世界傑作絵本シリーズ・アメリカの絵本の一冊です。
お母さんから「薪をとってきて」と言われた4人の子どもたちは、馬のブラッケンと森へ出かけます。
そして、そこで出くわしてしまうのです”トロールのばけものどり”と。
想像を超える大きさで、しかも悪い顔をしているばけものどりを見て「そんなの逃げるしかできないよ!」と心の中で叫んだわたし。
でもわたしなんかと違ってこの子どもたち、ものすごく勇敢です。
そんな「あ~よかった」というシーンがあり、安堵するのもつかの間「そりゃそうだ!」という更なる恐怖が続きます。
外国の絵本ならではの絵と翻訳の文章は、ときどき笑わせてくれます。
しかし、それでもこわいが勝るという恐ろしさ!
こんなにゾっとする内容なのに、とても綺麗な絵が描かれています。
いったいどのように描かれているのか、みていきましょう。
ばけものどりすら美しい。

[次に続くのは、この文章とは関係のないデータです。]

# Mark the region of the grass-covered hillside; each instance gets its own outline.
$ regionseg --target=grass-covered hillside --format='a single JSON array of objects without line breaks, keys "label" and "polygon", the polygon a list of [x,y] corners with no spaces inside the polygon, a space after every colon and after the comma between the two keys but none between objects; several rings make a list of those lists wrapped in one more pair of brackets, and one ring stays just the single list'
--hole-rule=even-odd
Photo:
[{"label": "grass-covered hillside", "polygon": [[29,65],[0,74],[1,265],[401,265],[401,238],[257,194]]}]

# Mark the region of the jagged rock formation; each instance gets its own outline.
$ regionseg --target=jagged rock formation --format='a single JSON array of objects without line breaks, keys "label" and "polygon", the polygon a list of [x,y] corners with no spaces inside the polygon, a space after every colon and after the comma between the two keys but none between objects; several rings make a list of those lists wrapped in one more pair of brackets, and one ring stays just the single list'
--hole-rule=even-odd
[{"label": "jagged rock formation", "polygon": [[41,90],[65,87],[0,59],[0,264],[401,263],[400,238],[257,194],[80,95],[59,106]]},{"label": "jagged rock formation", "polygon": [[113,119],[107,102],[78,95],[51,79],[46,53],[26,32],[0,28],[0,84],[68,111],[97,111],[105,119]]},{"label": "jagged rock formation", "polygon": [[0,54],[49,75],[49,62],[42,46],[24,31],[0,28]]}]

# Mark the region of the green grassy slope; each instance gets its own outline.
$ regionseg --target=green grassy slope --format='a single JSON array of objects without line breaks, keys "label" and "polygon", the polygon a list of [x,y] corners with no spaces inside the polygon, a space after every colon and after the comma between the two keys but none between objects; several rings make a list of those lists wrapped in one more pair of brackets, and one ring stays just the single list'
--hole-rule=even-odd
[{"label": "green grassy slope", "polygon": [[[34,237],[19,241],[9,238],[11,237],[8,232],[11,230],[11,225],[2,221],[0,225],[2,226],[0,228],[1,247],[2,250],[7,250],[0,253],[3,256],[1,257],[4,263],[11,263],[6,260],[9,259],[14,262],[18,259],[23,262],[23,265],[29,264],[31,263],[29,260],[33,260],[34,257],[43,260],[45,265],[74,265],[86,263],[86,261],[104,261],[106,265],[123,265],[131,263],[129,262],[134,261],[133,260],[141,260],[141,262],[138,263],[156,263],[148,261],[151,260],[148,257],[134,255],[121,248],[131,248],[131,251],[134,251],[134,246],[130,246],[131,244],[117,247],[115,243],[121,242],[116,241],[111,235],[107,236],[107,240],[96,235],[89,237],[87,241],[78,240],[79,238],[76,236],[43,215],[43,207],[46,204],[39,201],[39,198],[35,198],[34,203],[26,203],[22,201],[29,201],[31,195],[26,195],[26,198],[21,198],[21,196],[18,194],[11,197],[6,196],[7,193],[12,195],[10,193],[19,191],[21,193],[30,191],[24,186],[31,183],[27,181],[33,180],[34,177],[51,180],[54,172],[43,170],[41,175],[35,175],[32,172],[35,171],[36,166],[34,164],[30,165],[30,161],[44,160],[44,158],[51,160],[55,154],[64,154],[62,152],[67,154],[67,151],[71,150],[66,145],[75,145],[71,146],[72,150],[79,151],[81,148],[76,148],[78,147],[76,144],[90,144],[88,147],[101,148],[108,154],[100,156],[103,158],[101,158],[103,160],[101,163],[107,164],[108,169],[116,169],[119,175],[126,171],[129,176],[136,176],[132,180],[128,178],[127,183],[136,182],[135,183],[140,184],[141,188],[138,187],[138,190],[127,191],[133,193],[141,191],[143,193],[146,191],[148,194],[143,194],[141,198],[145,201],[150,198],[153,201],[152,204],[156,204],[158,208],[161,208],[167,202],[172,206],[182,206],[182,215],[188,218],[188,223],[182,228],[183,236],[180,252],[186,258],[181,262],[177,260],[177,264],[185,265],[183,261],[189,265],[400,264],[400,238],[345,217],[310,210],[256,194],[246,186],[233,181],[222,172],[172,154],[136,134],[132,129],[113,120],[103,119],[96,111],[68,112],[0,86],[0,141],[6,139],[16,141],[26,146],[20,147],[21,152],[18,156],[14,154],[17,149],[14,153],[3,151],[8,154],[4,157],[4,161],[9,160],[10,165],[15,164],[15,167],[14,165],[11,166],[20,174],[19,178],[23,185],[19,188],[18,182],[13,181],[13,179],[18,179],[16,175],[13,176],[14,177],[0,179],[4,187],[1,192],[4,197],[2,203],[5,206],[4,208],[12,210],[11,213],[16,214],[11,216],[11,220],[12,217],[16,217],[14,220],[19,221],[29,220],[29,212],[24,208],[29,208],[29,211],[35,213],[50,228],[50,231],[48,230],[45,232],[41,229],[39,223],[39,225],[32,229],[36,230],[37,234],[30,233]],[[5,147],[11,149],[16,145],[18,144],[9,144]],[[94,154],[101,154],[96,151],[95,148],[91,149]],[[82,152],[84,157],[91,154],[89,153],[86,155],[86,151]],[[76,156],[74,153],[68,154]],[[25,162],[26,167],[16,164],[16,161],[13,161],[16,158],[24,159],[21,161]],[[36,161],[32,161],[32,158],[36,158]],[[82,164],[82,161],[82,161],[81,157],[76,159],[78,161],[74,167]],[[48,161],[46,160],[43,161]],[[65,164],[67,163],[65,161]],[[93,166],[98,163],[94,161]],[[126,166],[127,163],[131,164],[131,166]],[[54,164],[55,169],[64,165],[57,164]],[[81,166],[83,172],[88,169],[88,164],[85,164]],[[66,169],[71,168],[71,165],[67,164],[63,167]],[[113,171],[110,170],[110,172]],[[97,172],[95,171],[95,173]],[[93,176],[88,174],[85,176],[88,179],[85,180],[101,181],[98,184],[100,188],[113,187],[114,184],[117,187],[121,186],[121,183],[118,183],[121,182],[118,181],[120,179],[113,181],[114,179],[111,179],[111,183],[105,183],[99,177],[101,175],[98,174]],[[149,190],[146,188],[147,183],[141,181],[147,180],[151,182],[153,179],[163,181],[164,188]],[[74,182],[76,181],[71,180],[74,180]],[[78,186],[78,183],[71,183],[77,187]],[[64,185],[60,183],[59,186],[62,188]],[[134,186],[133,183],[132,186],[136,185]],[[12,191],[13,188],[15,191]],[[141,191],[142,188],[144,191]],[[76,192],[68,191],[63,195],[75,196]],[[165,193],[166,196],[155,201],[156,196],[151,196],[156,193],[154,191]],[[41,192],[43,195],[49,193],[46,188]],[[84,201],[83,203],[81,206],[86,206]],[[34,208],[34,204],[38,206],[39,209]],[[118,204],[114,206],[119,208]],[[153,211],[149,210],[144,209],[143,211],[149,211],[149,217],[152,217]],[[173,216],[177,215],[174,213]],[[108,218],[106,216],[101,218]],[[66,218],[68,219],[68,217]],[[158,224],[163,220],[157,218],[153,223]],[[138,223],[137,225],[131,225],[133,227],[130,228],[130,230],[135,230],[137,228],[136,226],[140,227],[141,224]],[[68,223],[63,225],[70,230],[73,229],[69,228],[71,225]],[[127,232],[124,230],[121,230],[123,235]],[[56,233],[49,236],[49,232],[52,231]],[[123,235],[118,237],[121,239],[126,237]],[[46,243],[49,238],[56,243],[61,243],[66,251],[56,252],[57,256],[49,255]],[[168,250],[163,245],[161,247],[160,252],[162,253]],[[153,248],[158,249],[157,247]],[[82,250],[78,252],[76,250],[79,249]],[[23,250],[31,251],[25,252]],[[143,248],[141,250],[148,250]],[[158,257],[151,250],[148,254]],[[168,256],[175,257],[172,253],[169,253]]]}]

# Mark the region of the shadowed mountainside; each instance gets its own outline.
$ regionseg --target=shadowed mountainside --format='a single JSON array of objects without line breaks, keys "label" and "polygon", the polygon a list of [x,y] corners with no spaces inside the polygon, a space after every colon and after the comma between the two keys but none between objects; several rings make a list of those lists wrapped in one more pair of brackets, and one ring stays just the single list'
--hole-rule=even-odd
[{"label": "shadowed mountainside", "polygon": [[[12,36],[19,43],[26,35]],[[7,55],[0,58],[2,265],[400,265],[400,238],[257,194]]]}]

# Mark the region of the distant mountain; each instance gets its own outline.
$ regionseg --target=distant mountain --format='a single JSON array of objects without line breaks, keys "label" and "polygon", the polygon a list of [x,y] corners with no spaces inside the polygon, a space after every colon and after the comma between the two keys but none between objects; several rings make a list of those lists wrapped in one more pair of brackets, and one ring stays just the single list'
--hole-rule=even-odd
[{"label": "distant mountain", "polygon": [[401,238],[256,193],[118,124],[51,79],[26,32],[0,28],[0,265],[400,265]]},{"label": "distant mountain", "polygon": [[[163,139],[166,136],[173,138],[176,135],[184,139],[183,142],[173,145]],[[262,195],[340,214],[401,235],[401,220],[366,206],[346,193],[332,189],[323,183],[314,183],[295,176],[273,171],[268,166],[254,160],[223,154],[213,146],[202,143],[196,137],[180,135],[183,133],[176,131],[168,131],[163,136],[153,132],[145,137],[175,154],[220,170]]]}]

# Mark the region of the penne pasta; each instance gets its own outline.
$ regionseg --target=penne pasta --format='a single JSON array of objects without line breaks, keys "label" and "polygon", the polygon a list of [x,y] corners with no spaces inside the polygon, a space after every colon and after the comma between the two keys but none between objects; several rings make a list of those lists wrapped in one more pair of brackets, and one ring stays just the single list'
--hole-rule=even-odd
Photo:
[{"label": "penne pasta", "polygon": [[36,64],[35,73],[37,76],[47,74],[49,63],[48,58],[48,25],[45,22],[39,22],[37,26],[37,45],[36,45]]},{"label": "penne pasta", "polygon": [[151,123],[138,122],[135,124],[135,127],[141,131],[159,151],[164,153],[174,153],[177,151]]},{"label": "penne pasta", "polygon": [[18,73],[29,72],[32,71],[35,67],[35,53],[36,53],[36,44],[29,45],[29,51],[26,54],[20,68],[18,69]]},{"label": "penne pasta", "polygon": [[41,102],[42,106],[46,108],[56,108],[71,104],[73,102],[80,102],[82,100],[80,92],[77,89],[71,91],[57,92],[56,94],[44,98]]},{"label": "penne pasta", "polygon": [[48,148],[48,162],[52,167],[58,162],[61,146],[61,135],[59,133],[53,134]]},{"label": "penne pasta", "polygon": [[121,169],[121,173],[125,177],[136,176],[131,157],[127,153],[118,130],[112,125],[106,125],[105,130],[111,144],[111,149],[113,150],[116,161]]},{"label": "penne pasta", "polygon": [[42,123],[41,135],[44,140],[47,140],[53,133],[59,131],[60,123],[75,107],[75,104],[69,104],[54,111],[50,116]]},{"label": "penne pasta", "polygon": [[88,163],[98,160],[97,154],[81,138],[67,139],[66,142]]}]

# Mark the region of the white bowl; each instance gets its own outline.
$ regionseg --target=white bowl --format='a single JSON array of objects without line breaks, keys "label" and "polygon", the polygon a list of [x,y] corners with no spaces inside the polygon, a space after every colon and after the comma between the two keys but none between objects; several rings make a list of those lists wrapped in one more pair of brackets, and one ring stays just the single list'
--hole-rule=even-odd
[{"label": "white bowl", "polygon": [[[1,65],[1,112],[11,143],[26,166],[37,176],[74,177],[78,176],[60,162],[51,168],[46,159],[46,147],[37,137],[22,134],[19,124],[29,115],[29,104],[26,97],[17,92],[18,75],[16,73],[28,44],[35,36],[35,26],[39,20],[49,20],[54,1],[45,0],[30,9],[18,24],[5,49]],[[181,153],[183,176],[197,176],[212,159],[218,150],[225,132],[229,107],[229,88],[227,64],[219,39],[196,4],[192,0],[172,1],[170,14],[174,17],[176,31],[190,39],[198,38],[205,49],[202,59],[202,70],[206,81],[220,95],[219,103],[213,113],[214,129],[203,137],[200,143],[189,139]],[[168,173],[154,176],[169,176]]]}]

石版画でつくる絵本
作者のおふたりはご夫婦です。
最初からおふたりで絵本を作られていたわけではなく、もともとはそれぞれ、壁画と子どもの肖像画を描いていました。
そして、児童書の専門家に勧められ、絵本の共作を開始したとのこと。
おふたりは『アブラハム・リンカーン』という絵本では、1940年にアメリカでその年に出版された最も優れた子ども向け絵本に授与される賞である”コルデコット賞”を受賞しています。
このおふたりの絵本の特徴は”石版画”です。
ものすごく簡単に説明すると石版画とは、石を削るのではなく、直接平らな石に油分を含んだクレヨンなどで絵を描き、描画部分以外は絶えず水で濡らすことでインクと水が反発する性質を利用して印刷しています。
ただ手書きするだけでも大変ですが、水で濡らさなくてはいけないことなどを考えると石版画はもっと手間がかかる手法です。
しかし、手書きとは異なる、どことなく優しい雰囲気がただよう絵はほんとうに素敵。
石版画で有名なのはミュシャの作品ですが、このふたりの作品もとても素敵な色使いで目を奪われてしまうでしょう。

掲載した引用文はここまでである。